Les responsabilités sont donc certainement partagées, et dans un souci de recherche de compromis, nous aurions pu accepter des propositions venues de la minorité. Néanmoins, pour en revenir au texte même de la motion déposée fin 2013, nous ne pouvons considérer l'assainissement de nos finances par le seul vecteur de revenus nouveaux et/ou supplémentaires. En l'occurrence, les amendements reçus sur le tard de la gauche ne font que créer de nouvelles taxes ou impôts. Alors faire plaisir pour contenter : oui, mais à quoi bon ?

Nous ne saurions conclure sans évoquer l’étude BakBasel, reçue trop tardivement et de relever un chiffre, 203 millions, qui représente la différence de coût globale pour notre canton. La motion adoptée en 2013 fixait le surcoût structurel à 8%, la réalité le place à 10%. Approximatif, mais de loin pas faux, n’en déplaise à certains. Tant sur le montant initial que sur la suite à donner aux travaux, nous avons péché. Péché non pas par ignorance, mais plutôt par audace et surtout par conviction. Audace et conviction ont guidé nos actes et si la couleur politique du Gouvernement ne peut nous donner raison, nous ne le demandons d'ailleurs pas, tout au plus aurions-nous souhaité un accueil plus favorable de nos propositions.

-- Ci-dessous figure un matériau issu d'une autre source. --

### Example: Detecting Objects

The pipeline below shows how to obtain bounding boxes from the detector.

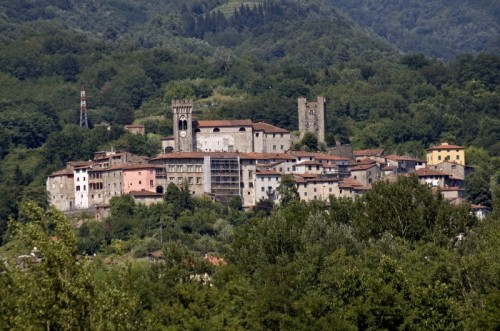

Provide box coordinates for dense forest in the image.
[331,0,500,60]
[0,0,500,329]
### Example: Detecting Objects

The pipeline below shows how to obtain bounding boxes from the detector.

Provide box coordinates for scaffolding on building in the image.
[210,157,241,204]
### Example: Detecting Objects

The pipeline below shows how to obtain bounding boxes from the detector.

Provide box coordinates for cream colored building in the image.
[427,142,465,165]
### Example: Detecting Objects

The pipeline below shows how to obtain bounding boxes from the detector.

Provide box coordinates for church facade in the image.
[162,97,325,153]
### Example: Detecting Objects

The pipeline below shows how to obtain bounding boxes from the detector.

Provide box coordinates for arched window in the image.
[178,120,187,130]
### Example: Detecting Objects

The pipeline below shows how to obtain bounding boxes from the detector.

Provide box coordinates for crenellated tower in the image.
[298,97,326,142]
[172,99,193,152]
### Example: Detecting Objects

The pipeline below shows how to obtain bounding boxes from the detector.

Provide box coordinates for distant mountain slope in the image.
[0,0,397,68]
[330,0,500,60]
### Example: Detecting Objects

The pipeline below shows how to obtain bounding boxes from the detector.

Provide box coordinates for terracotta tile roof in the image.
[253,122,290,133]
[97,163,163,172]
[67,161,94,168]
[348,158,377,167]
[293,174,318,178]
[129,190,163,197]
[439,186,465,192]
[306,177,339,183]
[339,177,370,191]
[47,168,73,177]
[255,170,281,175]
[351,163,377,172]
[427,143,465,151]
[151,152,295,161]
[239,152,295,160]
[415,168,450,177]
[297,161,323,167]
[193,120,253,128]
[385,154,427,163]
[352,148,384,156]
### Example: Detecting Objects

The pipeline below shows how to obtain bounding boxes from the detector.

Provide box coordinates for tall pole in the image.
[80,84,89,128]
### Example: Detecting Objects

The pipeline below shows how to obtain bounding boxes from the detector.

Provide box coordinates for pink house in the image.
[122,163,162,194]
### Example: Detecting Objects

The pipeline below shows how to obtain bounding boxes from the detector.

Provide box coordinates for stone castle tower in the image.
[172,100,193,152]
[298,97,326,142]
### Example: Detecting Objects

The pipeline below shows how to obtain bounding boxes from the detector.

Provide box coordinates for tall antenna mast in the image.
[80,84,89,128]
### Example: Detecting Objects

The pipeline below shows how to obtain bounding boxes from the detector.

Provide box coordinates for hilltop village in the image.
[47,97,486,219]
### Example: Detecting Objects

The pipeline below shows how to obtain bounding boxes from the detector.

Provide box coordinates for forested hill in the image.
[331,0,500,60]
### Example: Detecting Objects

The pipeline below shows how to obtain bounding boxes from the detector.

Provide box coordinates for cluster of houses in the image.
[47,97,483,218]
[47,144,484,218]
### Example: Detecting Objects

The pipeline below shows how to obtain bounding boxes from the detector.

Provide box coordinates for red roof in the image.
[415,168,450,177]
[427,143,465,151]
[351,163,377,172]
[48,168,73,177]
[352,148,384,156]
[194,120,253,128]
[339,177,369,190]
[385,154,427,163]
[255,170,281,175]
[253,122,290,133]
[130,190,163,197]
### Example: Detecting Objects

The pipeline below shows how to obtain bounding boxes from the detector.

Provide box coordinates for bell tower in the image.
[172,99,193,152]
[297,97,326,142]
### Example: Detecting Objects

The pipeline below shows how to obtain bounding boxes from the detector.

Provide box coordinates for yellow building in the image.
[427,143,465,165]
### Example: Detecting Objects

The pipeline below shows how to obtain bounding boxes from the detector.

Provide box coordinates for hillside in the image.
[331,0,500,60]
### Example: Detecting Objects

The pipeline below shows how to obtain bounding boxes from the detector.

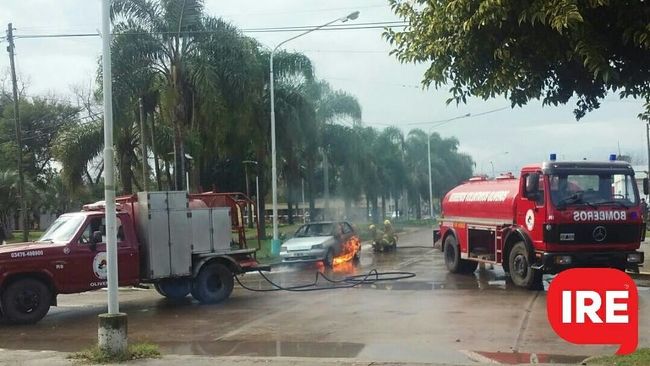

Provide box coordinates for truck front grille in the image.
[544,224,643,244]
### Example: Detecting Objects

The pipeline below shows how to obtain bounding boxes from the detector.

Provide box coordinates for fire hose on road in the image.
[235,269,415,292]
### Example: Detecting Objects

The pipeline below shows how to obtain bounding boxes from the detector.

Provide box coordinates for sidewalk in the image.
[0,348,470,366]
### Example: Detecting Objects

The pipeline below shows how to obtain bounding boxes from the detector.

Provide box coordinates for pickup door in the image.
[59,214,140,293]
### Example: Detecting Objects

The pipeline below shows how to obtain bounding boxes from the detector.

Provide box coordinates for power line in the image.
[365,107,510,128]
[219,4,389,17]
[14,21,408,39]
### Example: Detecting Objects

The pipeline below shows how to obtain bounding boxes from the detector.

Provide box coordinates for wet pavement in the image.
[0,230,650,364]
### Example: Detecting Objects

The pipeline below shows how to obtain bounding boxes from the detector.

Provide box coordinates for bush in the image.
[69,343,161,364]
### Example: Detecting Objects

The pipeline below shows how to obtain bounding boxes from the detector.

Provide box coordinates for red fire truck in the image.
[440,154,648,289]
[0,191,261,324]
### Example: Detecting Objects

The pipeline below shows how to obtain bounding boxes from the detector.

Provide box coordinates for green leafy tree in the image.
[385,0,650,119]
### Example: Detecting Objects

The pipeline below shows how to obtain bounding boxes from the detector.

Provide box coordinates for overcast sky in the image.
[0,0,646,174]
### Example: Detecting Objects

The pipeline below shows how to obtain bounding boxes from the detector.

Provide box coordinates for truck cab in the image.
[516,161,645,273]
[0,210,139,323]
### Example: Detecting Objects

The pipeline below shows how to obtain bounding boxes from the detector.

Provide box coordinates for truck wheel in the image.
[2,278,52,324]
[192,263,235,304]
[323,248,334,268]
[508,241,542,290]
[154,278,192,300]
[443,235,478,273]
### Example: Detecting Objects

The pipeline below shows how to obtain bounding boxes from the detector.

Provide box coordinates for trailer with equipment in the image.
[0,191,268,324]
[434,154,648,289]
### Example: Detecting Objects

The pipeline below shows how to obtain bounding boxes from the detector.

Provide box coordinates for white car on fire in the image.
[280,221,361,267]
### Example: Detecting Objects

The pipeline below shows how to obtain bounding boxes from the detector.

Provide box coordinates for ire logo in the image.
[546,268,639,355]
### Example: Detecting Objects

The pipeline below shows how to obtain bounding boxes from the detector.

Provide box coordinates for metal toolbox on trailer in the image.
[190,207,232,254]
[211,207,232,253]
[190,208,212,253]
[137,191,192,279]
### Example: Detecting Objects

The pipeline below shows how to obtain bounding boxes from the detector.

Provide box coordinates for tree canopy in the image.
[385,0,650,119]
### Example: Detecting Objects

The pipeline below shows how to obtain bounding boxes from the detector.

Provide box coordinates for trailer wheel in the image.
[154,278,192,300]
[508,241,542,290]
[323,248,334,268]
[443,235,478,273]
[2,278,52,324]
[192,263,234,304]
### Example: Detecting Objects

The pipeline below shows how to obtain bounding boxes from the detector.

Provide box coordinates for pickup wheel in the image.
[192,263,235,304]
[2,278,52,324]
[154,278,192,300]
[508,241,542,290]
[443,235,478,273]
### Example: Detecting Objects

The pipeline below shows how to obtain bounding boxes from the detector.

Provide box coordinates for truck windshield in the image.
[37,215,84,243]
[549,173,639,208]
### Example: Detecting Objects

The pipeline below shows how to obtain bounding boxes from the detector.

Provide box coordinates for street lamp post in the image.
[269,11,359,252]
[427,134,433,220]
[242,160,260,228]
[95,0,127,355]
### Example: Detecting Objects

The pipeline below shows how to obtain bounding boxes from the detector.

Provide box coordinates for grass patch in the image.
[68,342,161,364]
[586,348,650,366]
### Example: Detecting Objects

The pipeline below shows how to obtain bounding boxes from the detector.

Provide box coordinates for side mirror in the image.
[524,173,539,199]
[90,231,104,250]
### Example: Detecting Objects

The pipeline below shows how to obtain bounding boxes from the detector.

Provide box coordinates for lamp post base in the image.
[271,239,282,255]
[97,313,128,355]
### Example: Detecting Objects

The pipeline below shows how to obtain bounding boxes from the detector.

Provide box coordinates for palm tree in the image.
[111,0,250,189]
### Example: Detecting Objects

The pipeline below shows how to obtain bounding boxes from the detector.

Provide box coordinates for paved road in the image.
[0,230,650,364]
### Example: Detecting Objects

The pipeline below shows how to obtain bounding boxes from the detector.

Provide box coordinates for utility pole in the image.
[645,121,650,199]
[139,97,149,192]
[323,149,330,220]
[7,23,29,241]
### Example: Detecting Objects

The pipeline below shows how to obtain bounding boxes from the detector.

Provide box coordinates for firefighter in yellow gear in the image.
[368,225,386,252]
[383,220,397,249]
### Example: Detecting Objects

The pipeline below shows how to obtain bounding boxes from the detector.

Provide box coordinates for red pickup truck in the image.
[0,191,260,324]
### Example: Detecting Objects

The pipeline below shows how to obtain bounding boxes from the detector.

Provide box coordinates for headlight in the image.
[555,255,571,265]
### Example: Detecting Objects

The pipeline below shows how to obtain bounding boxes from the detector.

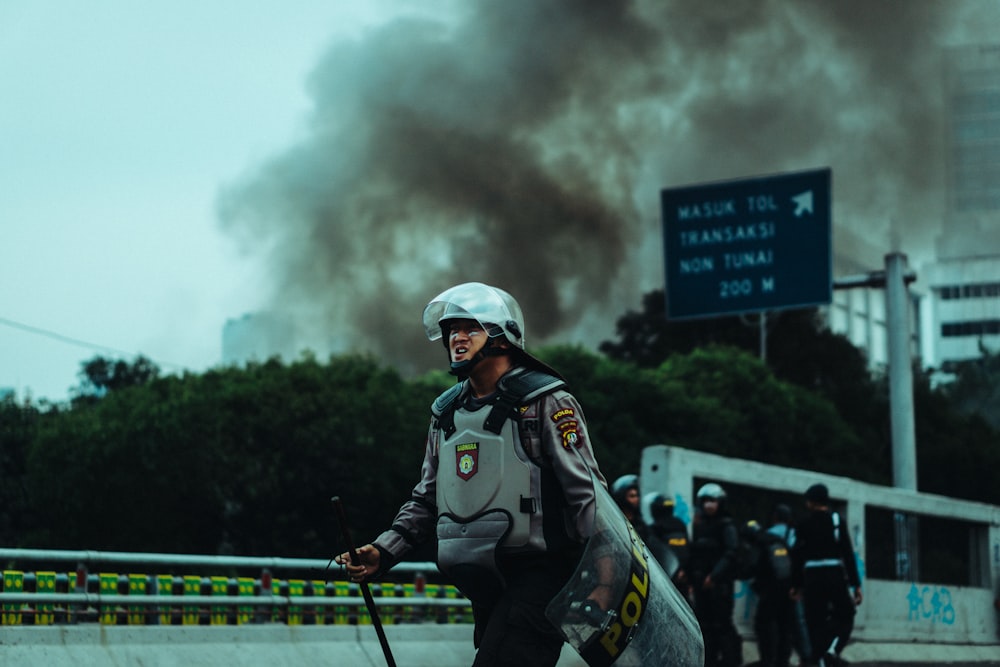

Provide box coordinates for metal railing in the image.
[0,548,471,625]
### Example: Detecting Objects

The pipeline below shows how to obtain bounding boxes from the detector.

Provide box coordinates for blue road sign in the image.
[660,169,833,319]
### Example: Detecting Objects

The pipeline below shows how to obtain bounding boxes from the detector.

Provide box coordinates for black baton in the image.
[330,496,396,667]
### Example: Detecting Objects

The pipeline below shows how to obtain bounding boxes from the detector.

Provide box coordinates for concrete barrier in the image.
[0,624,586,667]
[0,624,1000,667]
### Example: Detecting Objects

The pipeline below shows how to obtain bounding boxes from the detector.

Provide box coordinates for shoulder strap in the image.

Venons-en à la finalité du processus : le décret. La modification souhaitée de la version initiale du décret vise donc à soutenir et accompagner le Conseil d'Etat lorsque ce dernier écrit, dans son préavis du 8 juin : "le rapport BakBasel, considéré comme outil d'analyse et de travail, ne donnera pas lieu à un autre rapport spécifique. Le Conseil d'Etat propose, en revanche, d'ouvrir les discussions avec le Grand Conseil sur les axes des nouvelles réformes à mener dans le cadre de l'élaboration du prochain plan financier."

Le groupe libéral-radical salue le travail conséquent fourni par le gouvernement depuis 2013 pour aboutir à cette étape. Nous disposons maintenant des outils nécessaires à la poursuite d’un redressement durable. Notre groupe est prêt à prendre ses responsabilités, affichées de longue date, et donner à notre Canton l’assise financière nécessaire à l’accomplissement de ses tâches au profit d’une population lasse de passer pour les derniers de classe.

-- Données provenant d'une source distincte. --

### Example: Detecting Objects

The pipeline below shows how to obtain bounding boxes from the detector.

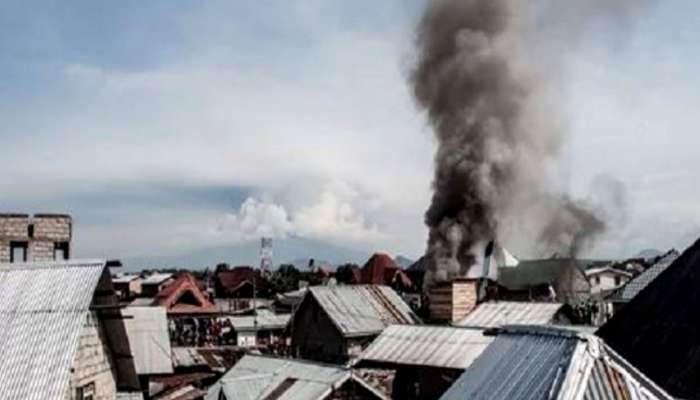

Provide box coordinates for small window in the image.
[75,382,95,400]
[53,242,70,261]
[10,242,29,263]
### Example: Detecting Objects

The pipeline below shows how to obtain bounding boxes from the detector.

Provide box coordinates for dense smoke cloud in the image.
[410,0,641,281]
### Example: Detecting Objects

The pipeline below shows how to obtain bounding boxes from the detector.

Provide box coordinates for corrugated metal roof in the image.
[141,273,173,285]
[122,307,173,375]
[0,261,105,400]
[224,309,291,332]
[455,301,564,328]
[117,392,143,400]
[309,285,420,336]
[616,251,680,302]
[207,355,350,400]
[441,326,671,400]
[112,274,140,283]
[358,325,494,369]
[441,326,577,400]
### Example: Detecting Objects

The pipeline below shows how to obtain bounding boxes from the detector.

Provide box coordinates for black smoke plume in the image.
[410,0,641,283]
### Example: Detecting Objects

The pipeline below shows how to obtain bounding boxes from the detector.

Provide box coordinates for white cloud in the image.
[218,186,388,248]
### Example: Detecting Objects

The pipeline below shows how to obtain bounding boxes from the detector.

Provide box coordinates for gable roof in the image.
[455,301,564,328]
[0,260,138,399]
[226,308,291,332]
[357,253,413,287]
[141,272,173,285]
[153,273,217,314]
[598,241,700,399]
[610,249,680,302]
[498,258,586,290]
[441,326,671,400]
[216,266,265,292]
[356,325,493,369]
[583,265,632,278]
[302,285,420,337]
[207,355,383,400]
[122,307,173,375]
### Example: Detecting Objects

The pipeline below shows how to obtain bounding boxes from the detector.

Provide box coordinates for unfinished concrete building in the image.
[0,214,73,263]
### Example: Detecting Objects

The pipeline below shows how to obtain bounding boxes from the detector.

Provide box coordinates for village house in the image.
[492,258,591,306]
[597,240,700,399]
[0,214,73,264]
[112,274,143,300]
[122,307,173,388]
[440,326,672,400]
[219,308,291,347]
[353,325,493,400]
[584,265,633,294]
[207,355,386,400]
[0,260,141,400]
[214,266,267,310]
[289,285,420,362]
[354,253,416,292]
[605,249,680,316]
[455,301,573,328]
[141,272,175,298]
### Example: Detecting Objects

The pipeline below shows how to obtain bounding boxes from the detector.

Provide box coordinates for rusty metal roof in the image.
[357,325,494,369]
[307,285,420,337]
[455,301,564,328]
[441,326,672,400]
[0,260,105,400]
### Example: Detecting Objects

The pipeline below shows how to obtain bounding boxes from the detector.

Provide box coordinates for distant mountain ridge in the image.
[121,238,371,271]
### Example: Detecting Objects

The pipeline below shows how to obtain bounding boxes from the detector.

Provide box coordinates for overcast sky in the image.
[0,0,700,257]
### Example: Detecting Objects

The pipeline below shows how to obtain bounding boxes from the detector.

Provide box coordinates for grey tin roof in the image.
[613,250,680,302]
[207,355,380,400]
[223,308,291,332]
[122,307,173,375]
[357,325,494,369]
[0,261,105,400]
[455,301,564,328]
[441,326,671,400]
[307,285,420,336]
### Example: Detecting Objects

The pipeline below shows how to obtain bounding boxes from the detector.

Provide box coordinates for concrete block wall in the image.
[65,312,117,400]
[32,214,72,242]
[0,214,29,263]
[0,214,73,263]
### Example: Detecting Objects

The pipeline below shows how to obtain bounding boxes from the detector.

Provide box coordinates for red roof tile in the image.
[154,273,216,314]
[358,253,413,287]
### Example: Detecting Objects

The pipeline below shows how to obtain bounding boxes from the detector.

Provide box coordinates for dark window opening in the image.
[53,242,70,261]
[10,242,29,263]
[176,290,202,307]
[75,382,95,400]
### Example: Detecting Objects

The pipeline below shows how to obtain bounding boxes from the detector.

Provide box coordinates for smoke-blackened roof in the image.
[598,240,700,399]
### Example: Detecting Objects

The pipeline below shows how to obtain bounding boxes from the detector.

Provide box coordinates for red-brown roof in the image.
[358,253,413,287]
[154,273,216,314]
[216,267,265,291]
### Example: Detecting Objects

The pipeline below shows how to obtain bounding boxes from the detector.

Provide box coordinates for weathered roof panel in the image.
[0,261,105,400]
[441,326,671,400]
[441,328,576,400]
[122,307,173,375]
[358,325,494,369]
[225,309,291,332]
[614,250,680,302]
[207,355,350,400]
[455,301,564,328]
[309,285,420,336]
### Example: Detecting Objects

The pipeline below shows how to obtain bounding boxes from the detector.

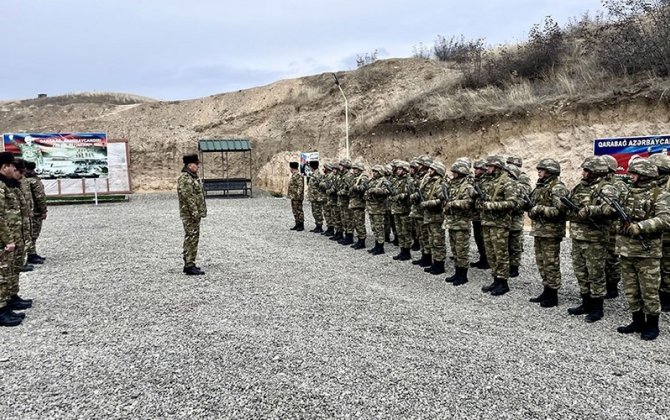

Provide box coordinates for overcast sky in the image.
[0,0,602,100]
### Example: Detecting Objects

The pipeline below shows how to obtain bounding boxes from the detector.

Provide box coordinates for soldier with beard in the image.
[528,158,569,308]
[617,158,670,340]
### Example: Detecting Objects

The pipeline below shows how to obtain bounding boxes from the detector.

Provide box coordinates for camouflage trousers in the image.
[482,226,509,280]
[310,201,323,226]
[351,207,367,239]
[534,236,563,289]
[181,219,200,267]
[337,200,354,233]
[572,239,607,298]
[291,200,305,223]
[621,256,661,315]
[370,214,384,244]
[472,220,487,261]
[449,229,470,268]
[659,241,670,293]
[424,221,447,261]
[28,217,44,255]
[393,213,412,248]
[605,232,621,284]
[508,230,523,267]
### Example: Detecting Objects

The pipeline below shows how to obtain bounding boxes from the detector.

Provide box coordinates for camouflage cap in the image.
[628,157,658,178]
[649,153,670,174]
[451,160,470,175]
[507,156,523,168]
[430,161,447,176]
[535,158,561,175]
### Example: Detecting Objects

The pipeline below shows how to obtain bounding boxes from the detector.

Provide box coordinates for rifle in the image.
[561,197,603,230]
[598,191,649,251]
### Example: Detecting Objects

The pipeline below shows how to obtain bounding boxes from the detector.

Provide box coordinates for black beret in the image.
[184,155,200,165]
[0,152,14,165]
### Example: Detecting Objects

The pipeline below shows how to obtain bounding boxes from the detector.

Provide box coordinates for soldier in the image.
[349,162,369,249]
[649,152,670,312]
[470,159,491,270]
[177,155,207,276]
[389,160,413,261]
[616,158,670,340]
[307,160,326,233]
[0,152,32,327]
[25,162,47,264]
[564,156,617,322]
[288,162,305,232]
[421,161,447,275]
[444,161,476,286]
[365,165,391,255]
[528,158,569,308]
[480,156,521,296]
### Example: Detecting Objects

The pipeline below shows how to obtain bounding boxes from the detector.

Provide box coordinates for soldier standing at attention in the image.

Pour le groupe libéral-radical

Damien Humbert-Droz

 

VVOTE : Le Grand Conseil a, dans un premier temps dû se prononcer sur la base de quel décret il allait poursuivre les débats, celui du Conseil d’Etat ou celui amendé par la commission financière, dont la majorité est détenue par le PLR et l’UDC. A la grande surprise des députés PLR, le chef de groupe UDC a annoncé, à l’issue d’une interruption de séance, que son groupe allait voter le décret du Conseil d’Etat, qui a donc finalement été préféré à celui de la commission par 71 voix, contre 41 et 1 abstention.

VVOTE décret du Conseil d’Etat : 60 OUI, 46 NON, 7 abstentions

ð  VOTE classement de la motion 13.186 (celle-là même qui demandait au Conseil d’Etat des économies de l’ordre de CHF 160mios, déposée par l’UDC et amendée par le PLR) : 73 OUI, 34 NON, 6 abstentions.